JACK LONDON, FINIS / LA FINE DELLA STORIA – ALTER EGO, VITERBO 2017
Da qualche tempo, diverse case editrici minori stanno recuperando il repertorio di Jack London, sia estrapolando brani compiuti dai romanzi più famosi, sia pubblicando racconti sparsi o addirittura inediti. Si tratta di un’operazione intelligente, anche se non originalissima, tesa a offrire al pubblico testi che, persino dopo un secolo, mantengono non solo una loro freschezza e appetibilità, ma anche uno stile asciutto ed elegante, che accompagna sempre trame avvincenti, ambientate in mondi lontani nel tempo e nei luoghi. È il caso delle due novelle del 1916 pubblicate da Alterego con un’acuta prefazione di Donato di Stasi, Finis e La fine della storia, illustranti entrambe la conclusione di vicende personali complesse e dolorose.
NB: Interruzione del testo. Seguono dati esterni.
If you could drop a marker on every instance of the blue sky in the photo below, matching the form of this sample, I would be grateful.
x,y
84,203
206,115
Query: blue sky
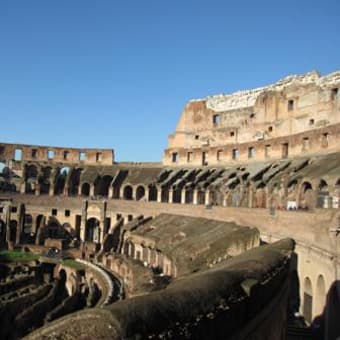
x,y
116,74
Nella prima, Finis: una tragedia nel lontano nord-ovest, il protagonista è un uomo solitario, Morganson, divorato dalla fame e dallo scorbuto, che accampato nella distesa artica sulla riva dello Yukon, attende che gli passi accanto una slitta di cercatori d’oro da depredare, mentre l’inverno con i suoi sessanta gradi sotto zero gli va lentamente congelando piedi e mani: “Il suo volto aveva un’espressione assorta, avida. Le guance erano scarne e la pelle sembrava appena appena sufficiente per coprire gli zigomi. I suoi occhi, di un chiaro azzurro, erano torbidi. Vi era in essi un non so che, che indicava l’imminenza di qualcosa di terribile”. Bevendo tè di abete, nutrendosi di biscotti razionati, riesce a uccidere una cerva, ma il bottino gli viene sbranato da un branco di lupi. Deciso a barattare la sua morte con la vita di qualcun’altro, finalmente si imbatte in tre uomini in una slitta carica, trainata da una muta di cani. Spara alle persone, ma sottovaluta la reazione delle bestie. “Non aveva pensato che la morte fosse così facile. Era anche adirato di aver lottato e sofferto per tante settimane estenuanti. Era stato ingannato dal timore della morte. La morte non faceva male. Tutti i tormenti che aveva sopportato erano stati tormenti della vita. La vita aveva diffamato la morte”.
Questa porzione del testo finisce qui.